My rating: 4 of 5 stars
3.5 stars, really.
Before elaborating, I’m going to quote from two other reviews here on Goodreads because I think they summarize my opinion quite well.
Flannery: “This book is nostalgia porn.”
William Cline: “Ready Player One doesn’t draw from 1980s popular culture; it just name-drops it all over the place.”
First things first: I liked Ready Player One, it’s a solid first book, and I’m curious of what else Ernest Cline can come up with. But it’s deeply, deeply flawed.
On the world: I was a kid during the ’80s, so I have a very fond memory of them. I nodded knowingly at most of the references the author dropped here and there. But the idea, presented in the introduction, of a world that (at least inside OASIS) had reverted to the 1980s never really came true. Sure, there’s a lot of name checking, and virtual items, and rewatches, and trivia contests, but let’s be honest: you can find most of that stuff now, in Second Life, and there isn’t even a grand prize attached. The influence of the ’80s only really seems to extend to the Gunters.

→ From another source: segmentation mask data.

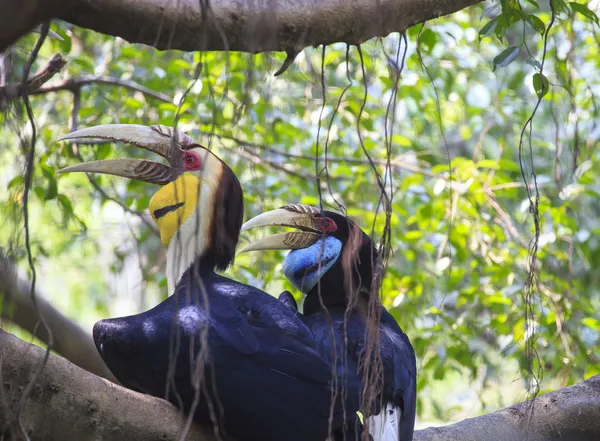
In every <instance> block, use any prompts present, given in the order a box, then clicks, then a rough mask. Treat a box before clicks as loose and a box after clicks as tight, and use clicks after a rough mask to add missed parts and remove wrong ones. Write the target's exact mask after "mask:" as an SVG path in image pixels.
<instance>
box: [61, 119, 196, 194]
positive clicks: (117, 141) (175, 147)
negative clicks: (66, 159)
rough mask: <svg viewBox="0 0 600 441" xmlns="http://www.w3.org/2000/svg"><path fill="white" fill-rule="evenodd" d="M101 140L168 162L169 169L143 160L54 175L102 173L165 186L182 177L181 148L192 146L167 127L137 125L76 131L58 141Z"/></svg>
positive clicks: (182, 155)
mask: <svg viewBox="0 0 600 441" xmlns="http://www.w3.org/2000/svg"><path fill="white" fill-rule="evenodd" d="M90 139H101V140H109V141H115V142H127V143H129V144H133V145H135V146H136V147H139V148H143V149H145V150H148V151H150V152H153V153H156V154H158V155H160V156H162V157H163V158H165V159H167V161H169V166H167V165H164V164H161V163H159V162H154V161H150V160H146V159H107V160H102V161H91V162H86V163H82V164H76V165H71V166H69V167H65V168H63V169H61V170H59V171H58V172H57V173H73V172H87V173H104V174H109V175H115V176H121V177H124V178H129V179H136V180H139V181H144V182H150V183H152V184H159V185H165V184H167V183H169V182H171V181H174V180H175V179H177V177H178V176H180V175H181V174H182V173H183V164H182V160H183V159H182V158H183V154H184V150H183V148H182V147H186V146H189V145H194V144H195V143H194V141H193V140H192V138H190V137H189V136H188V135H186V134H185V133H183V132H180V131H179V130H175V129H173V128H172V127H167V126H160V125H156V126H142V125H138V124H106V125H100V126H95V127H88V128H85V129H81V130H77V131H75V132H72V133H69V134H68V135H66V136H63V137H62V138H60V139H59V141H68V140H70V141H75V142H77V141H78V140H90Z"/></svg>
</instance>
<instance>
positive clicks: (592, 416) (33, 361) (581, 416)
mask: <svg viewBox="0 0 600 441" xmlns="http://www.w3.org/2000/svg"><path fill="white" fill-rule="evenodd" d="M44 354H45V351H44V350H43V349H41V348H39V347H37V346H34V345H31V344H28V343H26V342H24V341H22V340H19V339H18V338H16V337H14V336H12V335H10V334H8V333H6V332H4V331H1V330H0V385H2V389H0V431H1V430H4V431H5V432H4V433H6V429H7V427H10V426H11V424H12V425H14V420H13V421H11V417H12V412H11V409H12V408H13V406H14V404H15V403H16V402H17V401H18V400H19V399H20V398H21V393H22V390H23V388H24V387H25V385H26V384H27V383H28V382H29V380H30V374H31V372H32V371H33V370H34V369H35V368H36V366H37V364H38V363H39V362H40V361H41V360H42V359H43V357H44ZM283 404H284V403H283ZM598 415H600V375H597V376H595V377H592V378H590V379H588V380H586V381H583V382H581V383H579V384H576V385H575V386H571V387H567V388H564V389H560V390H557V391H555V392H550V393H548V394H546V395H542V396H540V397H537V398H536V399H535V400H534V401H533V402H532V401H526V402H523V403H520V404H517V405H515V406H512V407H509V408H507V409H503V410H500V411H498V412H494V413H491V414H489V415H484V416H481V417H477V418H470V419H467V420H464V421H462V422H460V423H456V424H452V425H450V426H443V427H434V428H429V429H425V430H419V431H417V432H416V433H415V438H414V440H415V441H521V440H527V441H554V440H556V441H558V440H560V441H597V440H598V439H600V424H598ZM50 421H51V422H52V423H49V422H50ZM21 424H22V426H23V427H24V429H25V431H26V432H27V433H28V434H29V436H30V437H31V441H37V440H40V441H41V440H48V441H54V440H78V441H92V440H94V441H95V440H98V439H110V440H114V441H120V440H131V439H135V440H139V441H146V440H148V441H150V440H152V441H154V440H157V439H160V440H165V441H167V440H173V441H175V440H179V439H180V431H181V428H182V427H183V424H184V416H183V415H182V414H181V413H179V412H178V411H177V410H176V409H175V408H174V407H173V406H172V405H171V404H169V403H167V402H166V401H164V400H161V399H158V398H153V397H150V396H148V395H143V394H139V393H137V392H133V391H131V390H128V389H125V388H122V387H120V386H117V385H115V384H113V383H110V382H108V381H106V380H104V379H101V378H99V377H96V376H95V375H93V374H90V373H89V372H86V371H84V370H82V369H80V368H78V367H76V366H74V365H72V364H71V363H69V362H68V361H67V360H65V359H63V358H61V357H58V356H56V355H51V356H50V358H49V360H48V363H47V365H46V367H45V369H44V371H43V373H42V375H41V376H40V377H39V378H38V380H37V383H36V385H35V387H34V389H33V393H32V394H31V396H30V397H28V399H27V402H26V404H25V408H24V410H23V412H22V420H21ZM0 433H1V432H0ZM187 439H189V440H195V441H215V437H214V434H213V432H212V430H210V429H208V428H207V427H201V426H198V425H195V424H192V428H191V431H190V433H189V435H188V437H187Z"/></svg>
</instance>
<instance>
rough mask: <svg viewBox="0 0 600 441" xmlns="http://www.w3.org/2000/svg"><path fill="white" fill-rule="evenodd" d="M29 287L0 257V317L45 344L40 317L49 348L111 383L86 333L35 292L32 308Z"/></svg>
mask: <svg viewBox="0 0 600 441" xmlns="http://www.w3.org/2000/svg"><path fill="white" fill-rule="evenodd" d="M30 287H31V284H30V282H29V281H28V280H25V279H23V278H21V277H18V276H17V274H16V268H15V267H14V266H13V265H12V263H11V262H10V261H9V260H8V259H7V258H6V257H3V256H2V255H0V301H1V307H0V317H2V318H5V319H8V320H10V321H11V322H13V323H15V324H16V325H18V326H20V327H21V328H23V329H25V330H26V331H28V332H29V333H31V334H32V335H35V336H36V337H37V338H39V339H40V340H42V341H43V342H44V343H46V344H48V343H49V339H48V333H47V332H46V329H45V328H44V326H42V325H41V323H40V315H41V316H42V317H43V318H44V321H45V322H46V325H47V326H48V327H49V328H50V331H51V332H52V337H53V344H54V347H53V349H54V350H55V351H57V352H58V353H59V354H61V355H63V356H64V357H66V358H67V359H68V360H70V361H71V362H72V363H75V364H76V365H77V366H79V367H82V368H83V369H86V370H87V371H89V372H92V373H94V374H96V375H99V376H101V377H104V378H106V379H108V380H111V381H113V382H115V383H116V382H117V379H116V378H115V377H114V376H113V374H112V373H111V372H110V370H109V369H108V368H107V367H106V365H105V364H104V361H103V360H102V357H100V354H99V353H98V351H97V350H96V345H95V344H94V340H93V339H92V335H91V333H89V332H86V331H84V330H83V329H81V327H79V326H78V325H77V324H76V323H74V322H73V321H71V320H69V319H68V318H67V317H65V316H64V315H63V314H61V313H60V312H59V311H58V310H56V309H55V308H54V307H53V306H52V305H51V304H50V303H48V302H47V301H46V300H45V299H44V298H43V295H42V294H41V292H40V290H39V289H36V303H37V308H36V307H35V306H34V304H33V302H32V300H31V296H30Z"/></svg>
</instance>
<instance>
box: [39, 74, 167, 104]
mask: <svg viewBox="0 0 600 441" xmlns="http://www.w3.org/2000/svg"><path fill="white" fill-rule="evenodd" d="M90 84H104V85H107V86H118V87H124V88H126V89H129V90H133V91H136V92H141V93H143V94H144V95H147V96H150V97H152V98H155V99H157V100H159V101H162V102H164V103H173V98H171V97H170V96H169V95H166V94H164V93H161V92H156V91H154V90H152V89H148V88H147V87H144V86H142V85H141V84H138V83H136V82H134V81H130V80H119V79H116V78H110V77H103V76H87V75H85V76H82V77H79V78H69V79H68V80H64V81H61V82H59V83H55V84H49V85H47V86H45V87H42V88H39V89H37V90H35V91H33V92H32V95H41V94H45V93H51V92H60V91H62V90H68V91H70V92H75V91H76V90H79V89H81V88H82V87H84V86H89V85H90Z"/></svg>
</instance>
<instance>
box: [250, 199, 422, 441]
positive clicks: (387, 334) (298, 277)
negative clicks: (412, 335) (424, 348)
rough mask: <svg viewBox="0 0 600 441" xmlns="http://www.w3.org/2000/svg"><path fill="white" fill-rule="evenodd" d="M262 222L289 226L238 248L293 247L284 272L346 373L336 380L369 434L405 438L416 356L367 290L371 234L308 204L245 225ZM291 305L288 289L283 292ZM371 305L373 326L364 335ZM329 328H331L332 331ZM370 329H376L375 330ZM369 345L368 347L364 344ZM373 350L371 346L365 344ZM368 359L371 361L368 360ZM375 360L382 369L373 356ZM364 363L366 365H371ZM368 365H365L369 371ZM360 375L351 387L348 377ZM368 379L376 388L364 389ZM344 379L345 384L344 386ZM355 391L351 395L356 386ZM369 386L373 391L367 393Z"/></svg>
mask: <svg viewBox="0 0 600 441" xmlns="http://www.w3.org/2000/svg"><path fill="white" fill-rule="evenodd" d="M260 226H281V227H292V228H295V229H297V230H300V231H289V232H284V233H278V234H275V235H273V236H268V237H266V238H263V239H259V240H257V241H255V242H252V243H250V244H249V245H248V246H246V247H245V248H244V249H242V250H241V251H240V252H244V251H253V250H274V249H291V250H292V251H290V252H289V253H288V254H287V256H286V257H285V260H284V262H283V272H284V274H285V276H286V277H287V278H288V279H289V280H290V281H291V282H292V284H293V285H294V286H295V287H296V288H298V289H299V290H300V291H301V292H302V293H303V294H306V298H305V301H304V310H303V314H304V319H303V320H304V322H305V323H306V324H307V326H308V327H309V328H310V329H311V331H312V332H313V334H314V335H315V338H316V339H317V341H319V342H320V347H319V351H320V352H321V354H322V355H323V356H325V357H327V358H328V360H329V361H330V362H331V363H332V364H336V365H337V368H338V370H345V371H346V372H347V374H348V378H347V380H346V381H345V382H344V383H343V384H342V385H341V386H340V385H338V388H339V389H340V393H342V394H345V395H346V396H347V398H346V401H352V400H354V401H357V400H358V401H359V402H360V412H361V413H362V414H363V417H364V419H365V423H366V426H367V430H368V433H369V434H370V435H371V437H372V439H373V440H374V441H410V440H412V438H413V431H414V424H415V410H416V371H417V368H416V360H415V353H414V349H413V348H412V346H411V344H410V341H409V339H408V337H407V335H406V334H405V333H404V332H402V329H400V326H399V325H398V323H397V322H396V320H395V319H394V318H393V317H392V315H391V314H390V313H389V312H388V311H387V310H386V309H385V308H384V307H383V306H382V305H381V304H380V303H379V301H378V300H379V299H378V297H373V296H375V295H376V294H372V292H373V291H374V290H373V289H372V281H373V272H374V270H373V268H374V263H375V262H376V261H377V250H376V248H375V245H374V244H373V242H372V240H371V239H370V237H369V236H368V235H367V234H365V233H364V232H363V231H362V230H361V229H360V228H359V227H358V226H357V225H356V224H355V223H354V222H353V221H351V220H350V219H348V218H347V217H345V216H342V215H340V214H338V213H335V212H331V211H321V210H319V209H317V208H314V207H310V206H307V205H298V204H296V205H286V206H284V207H282V208H280V209H277V210H273V211H269V212H266V213H263V214H260V215H258V216H256V217H255V218H253V219H251V220H249V221H248V222H246V223H245V224H244V225H243V226H242V231H245V230H249V229H251V228H255V227H260ZM283 294H284V300H285V301H286V303H287V304H288V305H290V306H289V307H291V308H293V307H294V306H295V303H293V304H292V303H291V302H290V301H289V293H287V292H286V293H283ZM370 300H371V301H376V303H375V305H376V306H375V307H374V308H373V309H371V310H370V311H371V312H372V313H373V312H374V313H375V314H376V315H377V316H378V319H379V320H378V321H376V322H375V323H378V327H376V329H374V330H373V329H371V333H370V335H375V337H374V338H373V339H372V341H369V339H368V338H366V336H367V335H369V332H368V331H369V329H368V327H369V319H370V318H373V317H368V316H369V308H370V306H371V305H370V304H369V302H370ZM332 330H333V333H332V332H331V331H332ZM372 331H375V332H372ZM368 345H371V350H369V346H368ZM369 351H370V352H369ZM367 359H370V360H371V361H372V362H375V364H374V363H371V364H370V365H369V363H368V361H367ZM377 361H380V364H379V366H380V367H381V370H377V367H376V366H377V365H376V362H377ZM368 366H369V367H368ZM367 371H368V372H367ZM356 378H358V381H361V382H362V385H360V386H359V387H356V385H355V384H352V382H355V381H356ZM368 383H372V384H371V386H372V387H374V388H375V393H373V389H370V391H371V392H367V393H365V394H363V393H364V392H365V391H368V390H369V389H368ZM344 387H347V389H348V390H347V391H344ZM357 390H358V391H363V392H361V396H360V397H356V396H355V397H351V394H352V393H353V392H352V391H354V393H356V391H357ZM369 393H371V395H368V394H369Z"/></svg>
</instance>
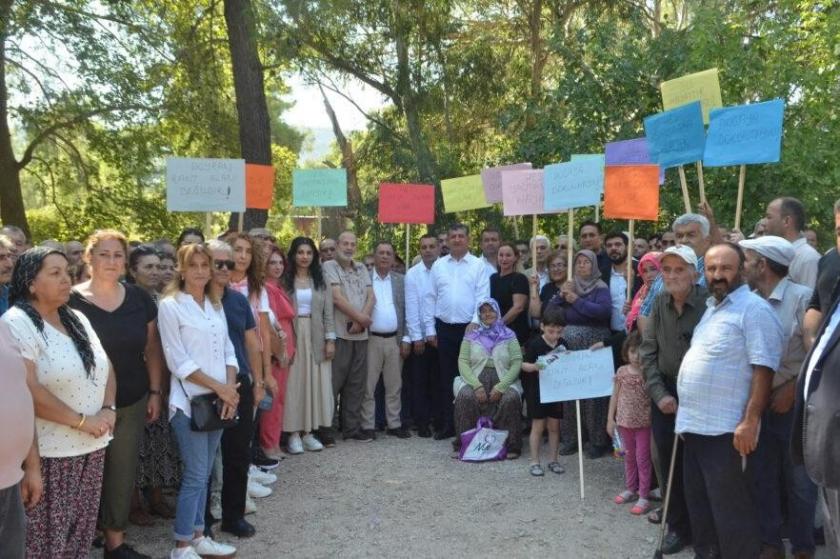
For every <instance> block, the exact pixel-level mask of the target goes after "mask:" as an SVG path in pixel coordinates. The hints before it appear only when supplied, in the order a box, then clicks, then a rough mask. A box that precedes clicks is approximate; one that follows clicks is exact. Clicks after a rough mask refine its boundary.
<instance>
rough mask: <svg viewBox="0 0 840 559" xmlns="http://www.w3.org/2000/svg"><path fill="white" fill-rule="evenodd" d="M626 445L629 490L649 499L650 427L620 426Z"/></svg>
mask: <svg viewBox="0 0 840 559" xmlns="http://www.w3.org/2000/svg"><path fill="white" fill-rule="evenodd" d="M618 430H619V433H621V444H622V445H623V446H624V481H625V483H626V486H627V490H628V491H632V492H634V493H635V492H637V491H638V493H639V497H641V498H642V499H647V498H648V495H649V494H650V476H651V464H650V427H641V428H638V429H631V428H629V427H621V426H619V428H618Z"/></svg>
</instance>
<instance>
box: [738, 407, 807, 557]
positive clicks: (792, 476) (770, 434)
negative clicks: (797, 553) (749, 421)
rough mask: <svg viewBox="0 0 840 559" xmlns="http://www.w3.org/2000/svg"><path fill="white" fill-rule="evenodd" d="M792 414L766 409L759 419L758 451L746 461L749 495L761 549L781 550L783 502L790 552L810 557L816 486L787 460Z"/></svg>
mask: <svg viewBox="0 0 840 559" xmlns="http://www.w3.org/2000/svg"><path fill="white" fill-rule="evenodd" d="M793 413H794V412H793V410H790V411H789V412H787V413H784V414H778V413H775V412H773V411H772V410H769V409H768V410H767V411H765V412H764V415H763V416H762V418H761V433H760V434H759V437H758V448H757V449H756V451H755V455H754V456H753V457H751V460H750V469H751V470H752V477H753V491H754V493H753V495H754V498H755V502H756V507H757V509H758V511H759V515H758V520H759V524H760V526H761V541H762V543H763V544H764V545H771V546H774V547H776V548H779V549H783V544H782V534H781V532H782V524H784V517H783V515H782V500H783V499H784V500H785V501H786V502H787V513H788V514H787V525H788V527H789V531H790V543H791V546H792V547H793V552H794V553H800V552H802V553H807V552H810V553H813V552H814V514H815V510H816V506H817V486H816V485H815V484H814V482H813V481H811V480H810V479H809V478H808V475H807V474H806V473H805V467H804V466H797V465H794V464H793V461H792V460H791V456H790V437H791V430H792V428H793Z"/></svg>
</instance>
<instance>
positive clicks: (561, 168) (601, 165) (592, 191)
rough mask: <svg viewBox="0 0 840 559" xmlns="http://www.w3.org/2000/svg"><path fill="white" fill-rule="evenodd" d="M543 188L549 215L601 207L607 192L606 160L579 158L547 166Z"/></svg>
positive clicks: (545, 203)
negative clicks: (603, 196) (597, 206)
mask: <svg viewBox="0 0 840 559" xmlns="http://www.w3.org/2000/svg"><path fill="white" fill-rule="evenodd" d="M543 185H544V188H545V200H544V207H545V211H546V212H550V211H556V210H570V209H573V208H582V207H584V206H594V205H595V204H599V203H600V202H601V193H602V192H603V191H604V163H603V160H601V159H578V160H576V161H570V162H568V163H557V164H555V165H547V166H546V167H545V175H544V178H543Z"/></svg>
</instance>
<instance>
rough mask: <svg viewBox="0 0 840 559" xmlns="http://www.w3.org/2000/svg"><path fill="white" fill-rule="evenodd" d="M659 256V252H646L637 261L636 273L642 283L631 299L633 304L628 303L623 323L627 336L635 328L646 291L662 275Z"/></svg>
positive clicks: (661, 270) (647, 291)
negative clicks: (639, 312) (636, 271)
mask: <svg viewBox="0 0 840 559" xmlns="http://www.w3.org/2000/svg"><path fill="white" fill-rule="evenodd" d="M660 256H662V253H661V252H648V253H647V254H645V255H644V256H642V259H641V260H639V268H638V270H637V273H638V274H639V275H640V276H641V277H642V281H643V282H644V283H643V284H642V287H640V288H639V290H638V291H637V292H636V296H635V297H633V302H632V303H630V311H629V312H628V313H627V320H626V322H625V326H626V327H627V333H628V334H629V333H630V332H632V331H633V328H635V327H636V321H637V320H638V318H639V311H640V310H641V308H642V303H643V302H644V300H645V298H646V297H647V294H648V291H650V286H651V285H653V282H654V281H655V280H656V278H658V277H659V274H661V273H662V264H660V263H659V257H660Z"/></svg>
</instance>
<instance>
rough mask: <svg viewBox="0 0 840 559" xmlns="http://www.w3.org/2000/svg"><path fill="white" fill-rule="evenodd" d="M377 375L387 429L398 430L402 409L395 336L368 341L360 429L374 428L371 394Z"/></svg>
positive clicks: (399, 426)
mask: <svg viewBox="0 0 840 559" xmlns="http://www.w3.org/2000/svg"><path fill="white" fill-rule="evenodd" d="M380 375H382V381H383V382H384V383H385V417H386V419H387V421H388V429H399V427H400V426H401V423H400V410H401V409H402V400H401V398H400V393H401V390H402V359H401V358H400V340H399V339H398V338H397V337H396V336H393V337H391V338H383V337H381V336H374V335H373V334H371V335H370V336H369V337H368V378H367V386H366V387H365V399H364V400H363V401H362V429H373V428H374V411H375V407H376V403H375V401H374V397H373V393H374V391H375V390H376V383H377V382H379V376H380Z"/></svg>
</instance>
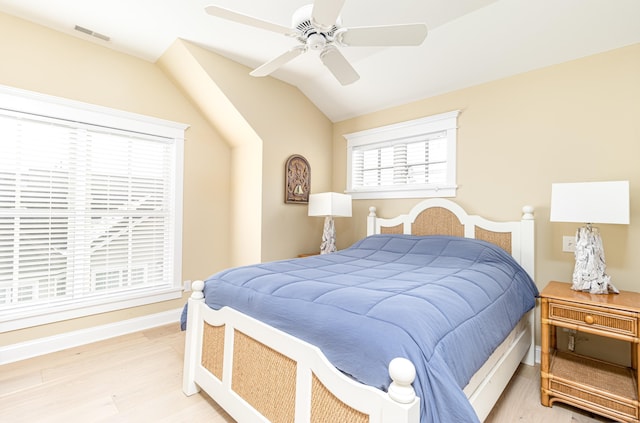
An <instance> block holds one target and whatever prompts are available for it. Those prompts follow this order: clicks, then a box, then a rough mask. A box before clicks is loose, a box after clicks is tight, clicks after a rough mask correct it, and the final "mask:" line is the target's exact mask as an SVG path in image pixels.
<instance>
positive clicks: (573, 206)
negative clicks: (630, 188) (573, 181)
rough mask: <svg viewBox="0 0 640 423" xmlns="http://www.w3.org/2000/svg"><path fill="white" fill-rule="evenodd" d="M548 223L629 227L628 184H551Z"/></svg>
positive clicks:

Also, specifically because of Anorak’s quest, most of that is museum nostalgia. Knowing details to perfection, memorizing lines from movies, and so on. There’s little, if anything, of new: no mashups, no fanfiction, revised versions, and so on. Non-creative fans are a bit sad.
The cast of characters is very restricted and, while some of them have very interesting facets (Aech in particular) some of them come off as little more than cardboard cutouts, like Shoto.
The big bad corporation, also, doesn’t seem to have any other motivation for their actions beyond being a big, bad corporation. Monetizing is bad, mmkay?
Maybe the biggest flaw was the last dash in search of the Egg, because there wasn’t much tension in it. (view spoiler)One part of it (replaying the movie (hide spoiler)) is inherently slow, and Sorrento was off screen most of the time, so there wasn’t a real feel of the race-against-the-clock element. The denouement is basically non-existing.
Now, I’m told that Eric Cline is a script writer first and foremost, and I think it shows: this definitely looks like it would work much better on the big screen, where namecalled objects (like the DeLorean) become things you can see and gawp at, and do not mind if they disappear after two minues and are never mentioned again. But, in a novel, it leaves something to be desired.